1 Allgemeines
Rz. 1
§ 77 ist die zentrale Vorschrift für die Regelungen zwischen Arbeitgeber und Betriebsrat. In Abs. 1 wird klargestellt, dass der Arbeitgeber grundsätzlich die alleinige Zuständigkeit für die Durchführung von Betriebsvereinbarungen hat und der Betriebsrat nicht in die Führung des Betriebs eingreifen darf. In den Abs. 2 bis 6 werden nähere Regelungen über das Zustandekommen, den Inhalt, die Rechtswirkungen und die Beendigung von Betriebsvereinbarungen getroffen. Von besonderer Bedeutung ist dabei der Abs. 3, in dem der Vorrang tarifvertraglicher Regelungen enthalten ist und der die Regelungsbefugnis der Betriebspartner erheblich einschränkt. § 77 gilt entsprechend für Vereinbarungen mit dem Gesamtbetriebsrat und dem Konzernbetriebsrat (§§ 51 Abs. 6, 59 Abs. 1 BetrVG). § 28 SprAuG enthält entsprechende Regelungen für die Ebene der Leitenden Angestellten und die §§ 73, 74, 75 Abs. 5 BPersVG für den öffentlichen Dienst.
2 Durchführung betrieblicher Vereinbarung und Betriebsleitung
2.1 Durchführungspflicht des Arbeitgebers
Rz. 2
Die Durchführung betrieblicher Vereinbarungen obliegt grundsätzlich dem Arbeitgeber. Daraus ergeben sich folgende Konsequenzen:
Der Arbeitgeber ist zur tatsächlichen Umsetzung von Vereinbarungen mit dem Betriebsrat verpflichtet. Im Rahmen dieser Pflicht muss er auch dafür sorgen, dass sich Arbeitnehmer an Arbeitszeiten halten, die in einer Betriebsvereinbarung festgehalten sind. Kommt er seiner Pflicht nicht nach, kann der Betriebsrat ihn durch ein Beschlussverfahren, in Eilfällen sogar durch eine einstweilige Verfügung dazu veranlassen. Dies gilt nur dann, wenn er selbst Partei der Betriebsvereinbarung ist oder ihm durch die Betriebsvereinbarung eigene betriebsverfassungsrechtliche Rechte eingeräumt werden. Wenn der Gesamt- oder Konzernbetriebsrat in originärer Zuständigkeit mit dem Arbeitgeber Gesamt- oder Konzernbetriebsvereinbarungen abschließt, hat der örtliche Betriebsrat aus eigenem Recht grundsätzlich keinen Anspruch auf deren Durchführung.

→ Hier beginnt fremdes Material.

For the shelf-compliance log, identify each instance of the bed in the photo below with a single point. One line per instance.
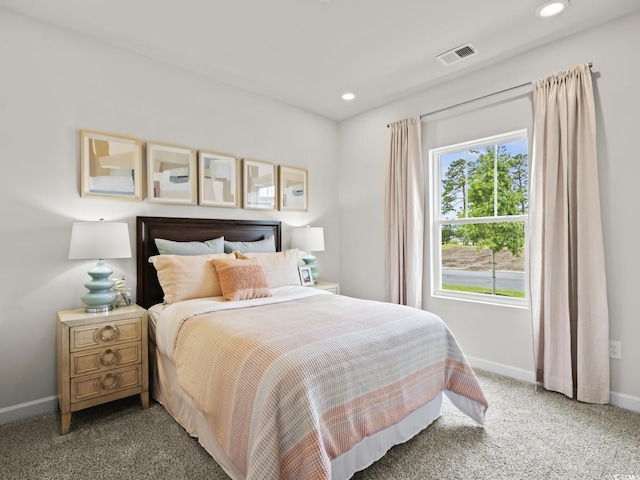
(281, 385)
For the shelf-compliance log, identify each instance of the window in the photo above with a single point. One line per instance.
(479, 211)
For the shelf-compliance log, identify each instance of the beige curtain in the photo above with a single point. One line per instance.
(568, 286)
(404, 214)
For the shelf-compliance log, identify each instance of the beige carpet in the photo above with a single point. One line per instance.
(529, 435)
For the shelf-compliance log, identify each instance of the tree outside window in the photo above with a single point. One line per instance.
(479, 217)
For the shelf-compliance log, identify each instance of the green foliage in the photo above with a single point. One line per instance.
(470, 289)
(489, 183)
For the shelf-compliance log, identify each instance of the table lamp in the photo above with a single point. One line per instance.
(99, 240)
(309, 239)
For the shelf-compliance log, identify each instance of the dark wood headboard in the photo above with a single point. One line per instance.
(148, 290)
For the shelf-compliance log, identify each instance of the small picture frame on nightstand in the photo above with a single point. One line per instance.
(306, 280)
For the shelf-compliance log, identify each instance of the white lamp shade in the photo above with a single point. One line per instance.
(99, 240)
(308, 239)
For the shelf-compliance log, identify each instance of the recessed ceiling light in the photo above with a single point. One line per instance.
(549, 9)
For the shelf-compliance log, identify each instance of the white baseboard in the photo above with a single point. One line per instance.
(621, 400)
(28, 409)
(502, 369)
(624, 401)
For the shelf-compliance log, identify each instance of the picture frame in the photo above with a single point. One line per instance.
(218, 180)
(258, 185)
(110, 166)
(306, 280)
(171, 174)
(293, 192)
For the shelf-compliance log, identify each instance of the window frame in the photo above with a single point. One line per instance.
(436, 223)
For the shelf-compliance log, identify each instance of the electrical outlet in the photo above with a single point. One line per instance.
(615, 349)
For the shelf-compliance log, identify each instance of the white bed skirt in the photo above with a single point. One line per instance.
(168, 392)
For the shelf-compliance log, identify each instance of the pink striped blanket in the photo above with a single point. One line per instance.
(287, 387)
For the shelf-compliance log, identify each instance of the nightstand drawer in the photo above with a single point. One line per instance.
(113, 381)
(92, 361)
(103, 334)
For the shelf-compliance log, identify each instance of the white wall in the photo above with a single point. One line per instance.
(55, 83)
(500, 338)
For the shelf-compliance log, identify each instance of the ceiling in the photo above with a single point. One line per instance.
(306, 53)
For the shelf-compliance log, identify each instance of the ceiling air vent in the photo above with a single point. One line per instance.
(457, 54)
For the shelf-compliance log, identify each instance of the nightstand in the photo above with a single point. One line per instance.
(328, 286)
(101, 357)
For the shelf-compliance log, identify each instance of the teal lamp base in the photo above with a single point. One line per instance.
(100, 297)
(310, 261)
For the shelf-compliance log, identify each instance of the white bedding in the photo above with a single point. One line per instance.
(168, 391)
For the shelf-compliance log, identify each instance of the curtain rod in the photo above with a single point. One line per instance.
(479, 98)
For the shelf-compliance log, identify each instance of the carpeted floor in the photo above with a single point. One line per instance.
(529, 435)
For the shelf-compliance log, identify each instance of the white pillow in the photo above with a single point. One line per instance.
(183, 277)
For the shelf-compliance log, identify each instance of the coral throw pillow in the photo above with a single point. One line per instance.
(242, 279)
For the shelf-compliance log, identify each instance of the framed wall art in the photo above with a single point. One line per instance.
(218, 180)
(293, 188)
(110, 166)
(306, 279)
(171, 174)
(258, 185)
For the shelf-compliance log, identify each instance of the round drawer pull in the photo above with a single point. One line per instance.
(108, 333)
(109, 357)
(109, 381)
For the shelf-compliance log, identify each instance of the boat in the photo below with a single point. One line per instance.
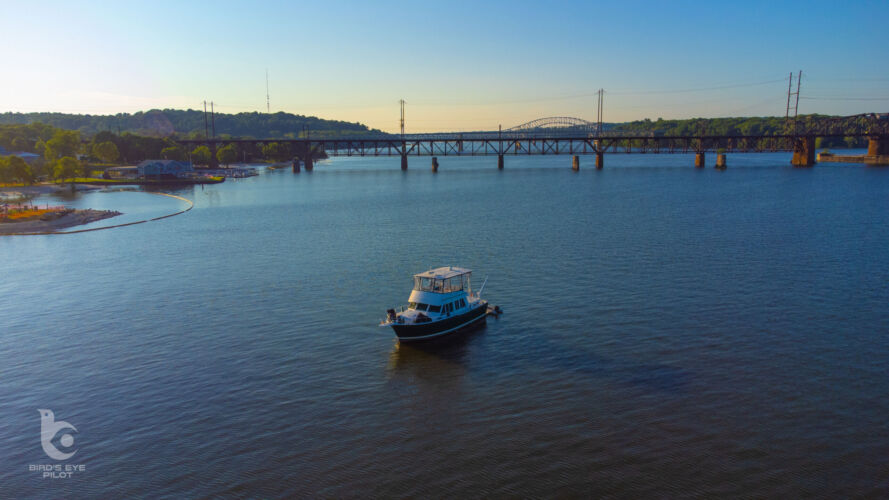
(440, 304)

Es ist zwischen einem Unterlassungsanspruch bei Nichtbeachtung eines Mitbestimmungsrechts und einem Anspruch auf Durchführung einer geltenden Betriebsvereinbarung zu unterscheiden.
Wenn der Betriebsrat sein Verlangen ausdrücklich auf einen Verbotsausspruch als Rechtsfolge wegen des nach seiner Ansicht betriebsverfassungswidrigen Verhaltens des Arbeitgebers stützt, handelt es sich hierbei um einen anderen Verfahrensgegenstand als bei der auf einem betriebsvereinbarungswidrigen Verhalten gründenden Unterlassungsfolge.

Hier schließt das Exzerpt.